Notas e Informações, O Estado de S.Paulo

 

Um dos traços distintivos dos estadistas é a capacidade que têm de separar os assuntos de Estado dos de governo, mais ainda dos particulares. Não há vivalma que espere que o presidente Jair Bolsonaro aja como um estadista. No entanto, algum grau de institucionalidade, mínimo que seja, deve haver, se não por parte do presidente da República, por aqueles que têm o dever funcional de assessorá-lo.

O artigo 131 da Constituição dispõe que “a Advocacia-Geral da União (AGU) é a instituição que, diretamente ou através de órgão vinculado, representa a União, judicial e extrajudicialmente, cabendo-lhe, nos termos da lei complementar que dispuser sobre sua organização, as atividades de consultoria e assessoramento jurídico do Poder Executivo”. Só com um hercúleo esforço de interpretação é possível ler no artigo citado algo que remotamente legitime a ação que a AGU interpôs no Supremo Tribunal Federal (STF) para defender os interesses dos militantes bolsonaristas que na sexta-feira passada tiveram suas contas no Twitter e no Facebook suspensas por ordem do ministro Alexandre de Moraes.

Em caráter reservado, um dos ministros do STF avaliou que a ação da AGU é “um dos maiores vexames da história da instituição”. Outro disse à jornalista Andréia Sadi, do G1, que “a AGU não tinha motivos para agir”. De fato, custa crer que o advogado-geral da União, José Levi Mello, pôs a instituição que representa a serviço do que o ministro Alexandre de Moraes classificou em sua decisão como “uma associação criminosa dedicada à disseminação de notícias falsas, ataques ofensivos a diversas pessoas, às autoridades e às instituições” tão somente porque assim o presidente Jair Bolsonaro ordenou. Se o advogado-geral da União não tem como recusar ordens absurdas do presidente da República, não deveria estar no cargo. Há certos limites que simplesmente não podem ser cruzados num Estado Democrático de Direito.

A ordem de suspensão das contas dos bolsonaristas radicais, dada pelo ministro Alexandre de Moraes em maio e cumprida pelas empresas apenas na semana passada – sob pena de multa diária de R$ 20 mil caso fosse descumprida –, deu azo a um acalorado debate sobre os limites da liberdade de expressão. Foi com base neste direito fundamental, a propósito, que a AGU interpôs a ação no STF, alegando que “as medidas de suspensão ou bloqueio de contas nas redes sociais para fazer cessar o direito de manifestação dos investigados configuram-se como desproporcionais e contrárias ao direito à liberdade de expressão e ao devido processo legal, os quais constituem preceitos fundamentais da ordem constitucional”.

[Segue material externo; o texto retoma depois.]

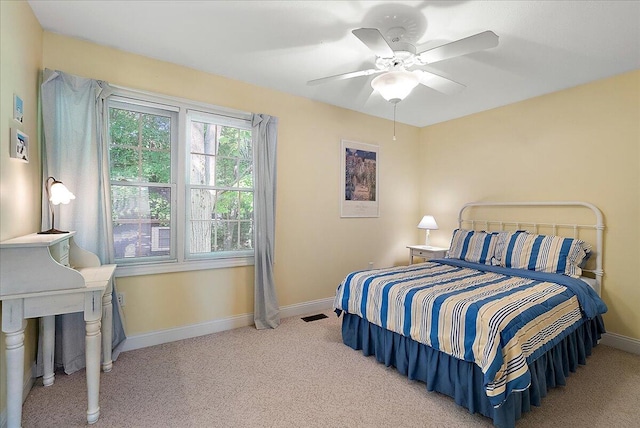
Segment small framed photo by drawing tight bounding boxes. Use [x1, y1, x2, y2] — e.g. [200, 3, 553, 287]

Em primeiro lugar, a liberdade de expressão dos mais proeminentes camisas pardas do bolsonarismo não foi cassada. Tanto não foi que todos os atingidos pela decisão do ministro Alexandre de Moraes continuam se manifestando livremente por meio de blogs, mensagens de WhatsApp ou vídeos no YouTube, plataformas não atingidas pela decisão. E inclusive fazem uso de tais ferramentas para ensinar uns aos outros – e a seus seguidores – como alterar as configurações do Twitter e do Facebook a fim de permitir que as publicações possam ser vistas. Uma maneira nada sutil de fazer pouco-caso de uma decisão da mais alta Corte de Justiça do País e que ilustra muito bem o animus dessa gente. Em segundo lugar, caberia ao Ministério Público Federal ingressar com a ação no STF caso tivesse havido, de fato, a violação de um direito fundamental.

A Lei Maior permite que qualquer cidadão manifeste livremente as suas opiniões, até mesmo opiniões contrárias ao STF ou, no limite, à própria ordem constitucional. Prática muito diferente é a atuação articulada e profissional das redes bolsonaristas de forma a atingir milhões de pessoas por meios fraudulentos com mensagens que falseiam o debate público e incitam a violência contra pessoas e instituições. Discurso contramajoritário é uma coisa. Discurso criminoso é outra, intolerável.